Okay, so: Freida. The episode’s namesake. Turns out her dad was a conspiracy theorist and a survivalist, which makes a weird kind of sense. The flashbacks are great, as most of OITNB‘s flashbacks are, and while they help us understand how Freida is capable of making a couple of blow darts, convincing the guards in the cafeteria they’re poisoned, and walking away unscathed to construct a bunker and nibble on a jar of peanut butter while waiting out the riot, they don’t really contribute to the larger story or help us understand Freida’s motivations or character more than we already did.
If you were to take a peek at some of the more mainstream coverage of “F*ck, Marry, Frieda” you would find comments from a whole lot of people saying what a welcome change it is to be reminded that all humans are capable of great evil and all humans deserve to be treated humanely. It’s not just the women in Litchfield who deserve our sympathy; it’s these guards too.
As I was watching this episode and then reading those comments I was reminded, as I so often am, of Rebecca Traister’s brilliant New York Magazine piece from 2015 called “Why Do We Humanize White Guys Who Kill People?” in which she concludes:
It matters because it shows us all the ways in which we live in a world made for and shaped around white men. And in aggregate, when the statues are of white men, the buildings and cities and bridges and schools are named after white men, the companies are run by white men and the movie stars are white men and the television shows are about white men and the celebrated authors are white men, the only humanity that is presented as comprehensible — the kind that succeeds and fails, that comprises strength and weakness, that feels love and anger and alienation and fear, that embodies nuance and contradiction, that can be heroic and villainous, abusive and gentle — is the humanity of white men.
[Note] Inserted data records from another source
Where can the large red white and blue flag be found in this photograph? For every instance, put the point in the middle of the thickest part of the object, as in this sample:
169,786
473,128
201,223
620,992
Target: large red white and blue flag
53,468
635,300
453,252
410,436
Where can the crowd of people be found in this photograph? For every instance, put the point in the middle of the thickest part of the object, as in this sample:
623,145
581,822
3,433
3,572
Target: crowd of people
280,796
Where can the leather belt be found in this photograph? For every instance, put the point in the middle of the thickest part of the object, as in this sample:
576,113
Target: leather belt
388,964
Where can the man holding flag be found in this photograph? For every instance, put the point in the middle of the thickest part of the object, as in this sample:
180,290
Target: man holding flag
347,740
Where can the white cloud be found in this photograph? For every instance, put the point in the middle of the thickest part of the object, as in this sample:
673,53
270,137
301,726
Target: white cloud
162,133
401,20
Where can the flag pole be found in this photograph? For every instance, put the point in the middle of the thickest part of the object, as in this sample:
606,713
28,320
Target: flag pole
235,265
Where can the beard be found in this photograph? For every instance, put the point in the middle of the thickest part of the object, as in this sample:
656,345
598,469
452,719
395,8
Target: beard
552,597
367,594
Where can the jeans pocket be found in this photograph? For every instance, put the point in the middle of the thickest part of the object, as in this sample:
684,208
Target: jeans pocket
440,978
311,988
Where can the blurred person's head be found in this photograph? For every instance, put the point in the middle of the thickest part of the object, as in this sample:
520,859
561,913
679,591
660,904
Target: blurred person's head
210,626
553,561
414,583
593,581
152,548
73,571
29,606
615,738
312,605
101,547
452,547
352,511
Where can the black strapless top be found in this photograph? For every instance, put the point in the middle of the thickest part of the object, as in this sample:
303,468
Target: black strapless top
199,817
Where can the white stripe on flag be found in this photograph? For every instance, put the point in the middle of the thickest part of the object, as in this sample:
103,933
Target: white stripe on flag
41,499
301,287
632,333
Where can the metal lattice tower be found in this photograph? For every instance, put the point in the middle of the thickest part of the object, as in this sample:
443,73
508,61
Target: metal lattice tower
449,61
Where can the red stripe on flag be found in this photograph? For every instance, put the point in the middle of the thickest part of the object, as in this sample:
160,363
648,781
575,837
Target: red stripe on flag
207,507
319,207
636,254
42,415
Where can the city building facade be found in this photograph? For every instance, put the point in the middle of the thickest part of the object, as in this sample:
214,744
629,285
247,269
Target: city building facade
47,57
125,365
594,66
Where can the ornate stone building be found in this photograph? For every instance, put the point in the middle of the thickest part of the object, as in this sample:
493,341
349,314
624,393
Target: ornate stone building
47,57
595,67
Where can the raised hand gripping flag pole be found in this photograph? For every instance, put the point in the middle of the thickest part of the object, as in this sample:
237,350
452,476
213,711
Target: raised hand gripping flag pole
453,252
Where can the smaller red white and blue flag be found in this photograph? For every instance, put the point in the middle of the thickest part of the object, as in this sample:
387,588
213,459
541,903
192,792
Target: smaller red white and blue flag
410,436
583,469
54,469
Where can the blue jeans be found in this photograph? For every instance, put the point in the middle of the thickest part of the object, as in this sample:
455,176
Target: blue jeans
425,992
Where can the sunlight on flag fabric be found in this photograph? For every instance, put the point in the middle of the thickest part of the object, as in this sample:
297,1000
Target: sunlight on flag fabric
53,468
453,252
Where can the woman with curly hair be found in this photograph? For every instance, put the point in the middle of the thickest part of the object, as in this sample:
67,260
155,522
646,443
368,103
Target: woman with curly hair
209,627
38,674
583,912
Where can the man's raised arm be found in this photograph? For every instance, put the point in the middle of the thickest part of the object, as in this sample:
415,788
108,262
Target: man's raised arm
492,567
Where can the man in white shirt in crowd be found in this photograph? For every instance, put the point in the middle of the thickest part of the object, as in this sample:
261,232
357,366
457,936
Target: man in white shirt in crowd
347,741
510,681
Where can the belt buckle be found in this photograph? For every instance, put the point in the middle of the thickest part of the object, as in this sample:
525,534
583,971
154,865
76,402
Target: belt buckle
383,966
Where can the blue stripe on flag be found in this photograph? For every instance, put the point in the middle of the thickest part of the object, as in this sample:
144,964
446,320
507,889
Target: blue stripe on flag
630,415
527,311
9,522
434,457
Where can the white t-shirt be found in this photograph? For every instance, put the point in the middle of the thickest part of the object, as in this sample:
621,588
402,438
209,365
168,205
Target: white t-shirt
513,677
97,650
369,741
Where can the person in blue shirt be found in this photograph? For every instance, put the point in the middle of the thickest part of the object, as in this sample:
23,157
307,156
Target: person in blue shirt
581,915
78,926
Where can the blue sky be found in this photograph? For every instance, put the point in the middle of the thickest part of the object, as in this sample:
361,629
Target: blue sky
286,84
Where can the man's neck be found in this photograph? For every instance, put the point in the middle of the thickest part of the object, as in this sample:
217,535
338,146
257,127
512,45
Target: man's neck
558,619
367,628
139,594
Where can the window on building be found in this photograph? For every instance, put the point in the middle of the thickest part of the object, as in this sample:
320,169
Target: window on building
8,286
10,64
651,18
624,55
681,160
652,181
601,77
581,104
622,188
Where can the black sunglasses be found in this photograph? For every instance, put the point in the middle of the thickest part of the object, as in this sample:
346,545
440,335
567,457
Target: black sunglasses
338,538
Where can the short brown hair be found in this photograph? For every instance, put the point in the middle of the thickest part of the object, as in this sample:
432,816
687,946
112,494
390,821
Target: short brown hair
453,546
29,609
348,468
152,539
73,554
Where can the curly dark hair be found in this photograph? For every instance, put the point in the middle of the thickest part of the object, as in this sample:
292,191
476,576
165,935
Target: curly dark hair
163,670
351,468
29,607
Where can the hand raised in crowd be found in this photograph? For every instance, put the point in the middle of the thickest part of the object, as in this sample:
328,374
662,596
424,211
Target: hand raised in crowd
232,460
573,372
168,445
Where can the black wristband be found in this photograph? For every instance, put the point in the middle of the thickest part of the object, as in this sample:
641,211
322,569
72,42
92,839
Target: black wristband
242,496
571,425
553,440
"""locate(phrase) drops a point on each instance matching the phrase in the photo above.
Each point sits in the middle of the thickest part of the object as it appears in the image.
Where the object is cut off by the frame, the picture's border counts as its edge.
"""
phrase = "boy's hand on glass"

That Orange Is the New Black‘s response to murdering a queer Black women is to try to drive home the point that no one’s really good and no one’s really evil and we’re all just human is really disheartening. We know white men are human; we are reminded every day in every way. It’s why it was so welcome to watch a show that reminded us of the humanity of people who aren’t white men, and why it’s so demoralizing to lose that refuge.